The cousins have repeatedly denied the accusations against them, maintaining that the Ministry of Intelligence has targeted them in retaliation for the activities of Zaniar Moradi’s father, Eghbal Moradi, a prominent political dissident who was assassinated in July this year. Eghbal Moradi was a former member of the Komala Party of Kurdistan, a banned Iranian Kurdish opposition group based in Iraq’s Kurdistan Region, and a member of the Kurdistan Human Rights Association. 

The Moradi cousins were arrested by Ministry of Intelligence officials on 1 August 2009 and 17 October 2009 respectively in the city of Marivan, Kurdistan province, and accused of the murder of the son of a senior cleric. They were held without access to their families or lawyers for the first nine months of their detention. During this time, they said they were forced to “confess” to the murder in front of a video camera after being tortured. Their forced “confessions” were then broadcast on a programme aired on the state television channel Press TV in early November 2010, before their trial had even taken place.

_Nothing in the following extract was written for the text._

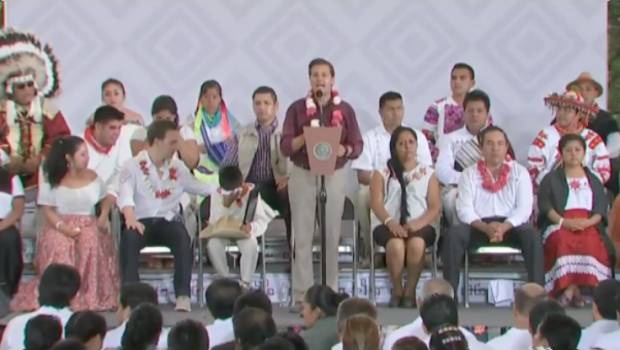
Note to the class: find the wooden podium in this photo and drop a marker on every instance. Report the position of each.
(322, 145)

In December 2010, after a trial that lasted just 20 minutes, Branch 15 of the Revolutionary Court in Tehran convicted them of “enmity against God” and murder. Their lawyer has told Amnesty that the only evidence against them was their forced “confessions”.

Philip Luther, Amnesty International's Middle East Research and Advocacy Director, said:

“This is textbook Iranian ‘justice’. 

“Two men are facing imminent execution after being sentenced to death on the basis of ‘confessions’ tainted by torture allegations. Despite the seriousness of the charges against them, their grossly unfair trial lasted just 20 minutes.

“We urge the Iranian authorities to immediately halt any plans to execute these men, to quash their convictions and sentences, and to order a new trial in proceedings that are in line with international fair trial standards. They must also investigate their torture claims and bring anyone found responsible to justice.”

Another Kurd on death row in Raja’i Shahr prison

Amnesty is calling on the Iranian authorities to reveal the fate and whereabouts of another Iranian Kurd, Ramin Hossein Panahi, who is also on death row in Raja’i Shahr prison and at imminent risk of execution. Panahi, who was sentenced to death this January, sewed his lips together and started a hunger strike on 26 August in protest at his death sentence and ill-treatment. He was immediately removed from the prison’s general ward and has not been heard from since. 

Amnesty opposes the death penalty in all cases without exception regardless of the nature of the crime, the characteristics of the offender, or the method used by the state to kill the prisoner. The death penalty is a violation of the right to life.